A comprehensive toolkit for downloading and filtering Kepler DR25 FITS files from NASA's MAST archive
Project description
Kepler-Downloader-DR25
Research-Oriented Toolkit for Kepler Data Analysis
This toolkit is designed for researchers studying NASA Kepler Space Telescope data. It follows the data structure requirements of machine learning frameworks like ExoMiner and AstroNet while remaining flexible for diverse research applications beyond these specific frameworks.
Key Design Philosophy
- Research-First Approach: Built to support various astronomical research workflows
- ML-Ready: Compatible with ExoMiner, AstroNet, and other machine learning pipelines
- Flexible Architecture: Not limited to specific frameworks - adaptable to custom research needs
- Scientific Rigor: Maintains data integrity and validation standards required for publication-quality research
Overview
A comprehensive toolkit for downloading and filtering Kepler DR25 FITS files from NASA's MAST archive with intelligent mode detection, DVT validation, and universal filtering capabilities.
This project provides two main scripts and utility tools:
Main Scripts:
get-kepler-dr25.py- Main downloader with DVT filtering for ExoMiner mode and retry capabilities.filter-get-kepler-dr25.py- Universal filter with mode detection, conversion, and download of missing files.

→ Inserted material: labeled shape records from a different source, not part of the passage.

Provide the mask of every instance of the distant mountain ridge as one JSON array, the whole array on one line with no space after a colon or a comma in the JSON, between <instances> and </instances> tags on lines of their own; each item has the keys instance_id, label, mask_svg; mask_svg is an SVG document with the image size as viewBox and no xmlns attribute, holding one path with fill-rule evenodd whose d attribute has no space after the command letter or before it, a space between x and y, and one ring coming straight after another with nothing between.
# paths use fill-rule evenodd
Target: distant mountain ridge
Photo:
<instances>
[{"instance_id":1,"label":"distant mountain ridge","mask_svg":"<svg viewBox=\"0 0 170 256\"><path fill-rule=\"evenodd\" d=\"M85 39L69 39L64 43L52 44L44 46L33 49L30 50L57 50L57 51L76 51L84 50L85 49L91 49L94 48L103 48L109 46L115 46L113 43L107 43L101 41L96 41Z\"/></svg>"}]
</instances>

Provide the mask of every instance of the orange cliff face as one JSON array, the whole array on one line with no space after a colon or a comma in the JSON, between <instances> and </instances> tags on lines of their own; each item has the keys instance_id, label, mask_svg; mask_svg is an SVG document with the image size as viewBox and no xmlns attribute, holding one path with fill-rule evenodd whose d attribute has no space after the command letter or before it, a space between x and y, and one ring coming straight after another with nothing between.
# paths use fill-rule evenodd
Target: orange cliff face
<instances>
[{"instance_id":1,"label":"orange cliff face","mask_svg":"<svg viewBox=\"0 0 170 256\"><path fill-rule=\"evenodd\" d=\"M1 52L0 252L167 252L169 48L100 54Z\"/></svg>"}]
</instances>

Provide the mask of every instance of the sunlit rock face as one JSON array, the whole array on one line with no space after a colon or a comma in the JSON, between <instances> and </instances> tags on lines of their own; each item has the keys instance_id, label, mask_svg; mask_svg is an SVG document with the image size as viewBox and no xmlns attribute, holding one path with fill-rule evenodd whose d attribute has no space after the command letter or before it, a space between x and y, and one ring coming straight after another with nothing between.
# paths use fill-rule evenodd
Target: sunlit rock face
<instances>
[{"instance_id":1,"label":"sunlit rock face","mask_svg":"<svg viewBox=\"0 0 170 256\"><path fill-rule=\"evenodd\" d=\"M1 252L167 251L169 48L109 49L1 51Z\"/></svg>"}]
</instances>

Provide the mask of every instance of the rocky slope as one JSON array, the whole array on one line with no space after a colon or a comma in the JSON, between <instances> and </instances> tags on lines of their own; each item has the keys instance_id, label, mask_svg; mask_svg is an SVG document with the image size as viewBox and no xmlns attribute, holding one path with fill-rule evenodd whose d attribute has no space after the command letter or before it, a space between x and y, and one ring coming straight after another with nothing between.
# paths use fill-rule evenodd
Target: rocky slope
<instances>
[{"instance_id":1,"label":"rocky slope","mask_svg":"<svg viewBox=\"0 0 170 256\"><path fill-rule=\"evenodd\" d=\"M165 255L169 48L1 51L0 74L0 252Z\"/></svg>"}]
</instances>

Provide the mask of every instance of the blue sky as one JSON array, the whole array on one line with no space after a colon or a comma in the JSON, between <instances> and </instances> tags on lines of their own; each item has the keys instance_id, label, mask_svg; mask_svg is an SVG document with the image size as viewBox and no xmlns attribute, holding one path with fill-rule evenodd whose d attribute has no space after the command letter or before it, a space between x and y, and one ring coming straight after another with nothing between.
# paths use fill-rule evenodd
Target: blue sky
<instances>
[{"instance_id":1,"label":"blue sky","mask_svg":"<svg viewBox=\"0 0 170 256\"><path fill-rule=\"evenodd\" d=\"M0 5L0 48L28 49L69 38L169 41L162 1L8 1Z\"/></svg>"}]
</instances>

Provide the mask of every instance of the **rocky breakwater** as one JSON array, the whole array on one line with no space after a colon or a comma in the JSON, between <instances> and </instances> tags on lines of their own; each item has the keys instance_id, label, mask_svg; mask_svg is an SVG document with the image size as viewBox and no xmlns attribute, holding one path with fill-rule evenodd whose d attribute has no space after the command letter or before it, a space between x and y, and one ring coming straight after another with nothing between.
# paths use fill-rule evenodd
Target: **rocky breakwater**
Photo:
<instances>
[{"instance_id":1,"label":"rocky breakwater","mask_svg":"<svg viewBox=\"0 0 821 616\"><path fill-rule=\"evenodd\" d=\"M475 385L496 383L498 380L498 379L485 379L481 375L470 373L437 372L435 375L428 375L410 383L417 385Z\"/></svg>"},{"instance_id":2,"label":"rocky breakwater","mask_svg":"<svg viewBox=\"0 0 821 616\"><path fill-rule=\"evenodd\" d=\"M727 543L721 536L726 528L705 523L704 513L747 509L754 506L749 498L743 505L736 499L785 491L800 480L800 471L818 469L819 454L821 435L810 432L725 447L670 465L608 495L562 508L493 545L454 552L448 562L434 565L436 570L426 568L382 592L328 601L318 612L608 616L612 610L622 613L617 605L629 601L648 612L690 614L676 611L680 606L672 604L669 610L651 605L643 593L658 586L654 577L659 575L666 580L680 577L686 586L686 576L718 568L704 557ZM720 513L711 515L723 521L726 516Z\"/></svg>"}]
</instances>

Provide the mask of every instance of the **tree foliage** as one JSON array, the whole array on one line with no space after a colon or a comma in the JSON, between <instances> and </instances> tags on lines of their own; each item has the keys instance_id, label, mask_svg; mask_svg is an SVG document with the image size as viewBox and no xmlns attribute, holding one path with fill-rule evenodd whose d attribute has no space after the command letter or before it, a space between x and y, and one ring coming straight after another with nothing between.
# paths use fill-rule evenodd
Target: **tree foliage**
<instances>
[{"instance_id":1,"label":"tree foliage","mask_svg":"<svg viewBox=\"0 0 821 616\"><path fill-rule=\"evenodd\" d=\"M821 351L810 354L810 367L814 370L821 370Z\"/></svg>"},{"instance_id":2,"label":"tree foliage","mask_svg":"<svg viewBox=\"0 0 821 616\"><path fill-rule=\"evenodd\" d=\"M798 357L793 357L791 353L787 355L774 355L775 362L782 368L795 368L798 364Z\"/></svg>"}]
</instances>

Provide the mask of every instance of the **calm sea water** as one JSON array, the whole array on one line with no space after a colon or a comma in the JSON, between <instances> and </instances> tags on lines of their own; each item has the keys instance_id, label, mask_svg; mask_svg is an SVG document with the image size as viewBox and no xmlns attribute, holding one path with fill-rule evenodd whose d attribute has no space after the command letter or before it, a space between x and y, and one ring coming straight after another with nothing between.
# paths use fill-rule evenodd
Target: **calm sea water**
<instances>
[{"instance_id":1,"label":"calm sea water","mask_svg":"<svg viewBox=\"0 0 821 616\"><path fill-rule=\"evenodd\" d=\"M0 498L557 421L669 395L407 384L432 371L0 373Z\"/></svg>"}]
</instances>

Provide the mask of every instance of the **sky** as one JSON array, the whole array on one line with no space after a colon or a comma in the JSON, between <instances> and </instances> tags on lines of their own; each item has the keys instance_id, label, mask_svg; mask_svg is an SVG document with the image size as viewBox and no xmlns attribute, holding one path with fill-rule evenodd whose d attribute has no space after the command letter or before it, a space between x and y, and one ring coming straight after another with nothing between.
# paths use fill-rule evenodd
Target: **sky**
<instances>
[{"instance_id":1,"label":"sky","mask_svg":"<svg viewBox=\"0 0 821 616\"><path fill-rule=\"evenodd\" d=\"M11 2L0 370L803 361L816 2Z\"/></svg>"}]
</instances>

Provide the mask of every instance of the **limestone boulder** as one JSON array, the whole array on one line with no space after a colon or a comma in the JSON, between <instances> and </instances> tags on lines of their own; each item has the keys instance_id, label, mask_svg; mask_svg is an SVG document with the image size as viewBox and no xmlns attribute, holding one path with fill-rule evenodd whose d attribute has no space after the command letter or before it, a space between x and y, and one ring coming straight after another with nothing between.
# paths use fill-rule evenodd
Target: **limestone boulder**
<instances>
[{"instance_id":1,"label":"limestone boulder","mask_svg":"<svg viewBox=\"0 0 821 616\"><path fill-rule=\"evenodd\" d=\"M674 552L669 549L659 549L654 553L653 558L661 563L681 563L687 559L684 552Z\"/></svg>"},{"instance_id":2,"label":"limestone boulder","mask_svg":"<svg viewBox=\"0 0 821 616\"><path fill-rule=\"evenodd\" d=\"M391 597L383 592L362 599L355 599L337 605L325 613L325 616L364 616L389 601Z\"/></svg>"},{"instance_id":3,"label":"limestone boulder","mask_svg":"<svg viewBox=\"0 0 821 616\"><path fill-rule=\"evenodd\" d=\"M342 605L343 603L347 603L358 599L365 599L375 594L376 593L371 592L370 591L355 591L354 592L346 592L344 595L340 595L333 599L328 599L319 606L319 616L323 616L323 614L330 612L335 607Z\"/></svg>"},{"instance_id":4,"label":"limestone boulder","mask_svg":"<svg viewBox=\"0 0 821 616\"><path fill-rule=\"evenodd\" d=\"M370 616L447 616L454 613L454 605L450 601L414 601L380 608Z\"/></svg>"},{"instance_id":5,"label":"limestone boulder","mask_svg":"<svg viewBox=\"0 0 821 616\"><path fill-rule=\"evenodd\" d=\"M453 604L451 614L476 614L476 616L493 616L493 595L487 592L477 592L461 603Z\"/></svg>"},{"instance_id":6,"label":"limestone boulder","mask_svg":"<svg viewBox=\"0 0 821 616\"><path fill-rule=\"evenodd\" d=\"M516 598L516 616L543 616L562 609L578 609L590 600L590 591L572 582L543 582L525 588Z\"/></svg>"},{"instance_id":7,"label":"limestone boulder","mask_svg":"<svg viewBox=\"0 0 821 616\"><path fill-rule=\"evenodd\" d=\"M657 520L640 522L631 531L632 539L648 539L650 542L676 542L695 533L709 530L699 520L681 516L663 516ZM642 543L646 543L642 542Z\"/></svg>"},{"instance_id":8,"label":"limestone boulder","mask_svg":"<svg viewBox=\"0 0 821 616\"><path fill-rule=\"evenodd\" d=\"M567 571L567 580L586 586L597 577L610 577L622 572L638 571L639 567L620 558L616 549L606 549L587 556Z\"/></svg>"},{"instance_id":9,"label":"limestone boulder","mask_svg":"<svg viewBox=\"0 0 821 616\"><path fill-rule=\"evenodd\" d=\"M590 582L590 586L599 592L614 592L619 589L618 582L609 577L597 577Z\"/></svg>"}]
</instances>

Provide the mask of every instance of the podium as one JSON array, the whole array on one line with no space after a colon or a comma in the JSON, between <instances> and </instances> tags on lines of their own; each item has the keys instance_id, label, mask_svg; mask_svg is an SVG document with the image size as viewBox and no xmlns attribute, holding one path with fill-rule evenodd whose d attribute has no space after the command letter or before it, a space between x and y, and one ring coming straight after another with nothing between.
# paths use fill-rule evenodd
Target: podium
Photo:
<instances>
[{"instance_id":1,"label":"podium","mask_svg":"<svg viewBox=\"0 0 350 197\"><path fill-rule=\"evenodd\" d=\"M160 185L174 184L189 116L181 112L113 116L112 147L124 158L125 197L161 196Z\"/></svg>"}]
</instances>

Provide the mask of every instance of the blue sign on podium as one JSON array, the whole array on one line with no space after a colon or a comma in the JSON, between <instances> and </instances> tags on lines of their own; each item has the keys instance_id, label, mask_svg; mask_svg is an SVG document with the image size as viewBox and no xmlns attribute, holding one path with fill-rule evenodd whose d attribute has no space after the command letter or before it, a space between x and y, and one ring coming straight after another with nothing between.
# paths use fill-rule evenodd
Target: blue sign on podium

Utility Tools (in util/ folder):
util/rebuild_database.py- Rebuild SQLite database from existing filesystem (useful for recovery)util/check_missing_kics.py- Compare CSV with downloaded KICs to find missing onesutil/generate_stats.py- Generate comprehensive statistics for completed jobsutil/test_health_report.py- Diagnostic tool to verify database and health report contents
Why This Toolkit?
The Challenge with Kepler Data:
- Full TCE dataset: ~400+ GB disk space required
- KOI dataset: ~200+ GB disk space required
- Common problems without proper tooling:
- Missing KICs due to network timeouts
- Corrupted FITS files from incomplete downloads
- Database inconsistencies from concurrent writes
- No recovery mechanism for partial failures
- Manual tracking of thousands of files
What This Toolkit Solves:
Researchers studying exoplanets, stellar variability, or other phenomena in Kepler data need efficient, reliable tools that:
- Prevent data loss: Redis buffering ensures zero database corruption even with network failures
- Handle scale: Successfully manages datasets with 17,000+ KICs (tested with full TCE catalog)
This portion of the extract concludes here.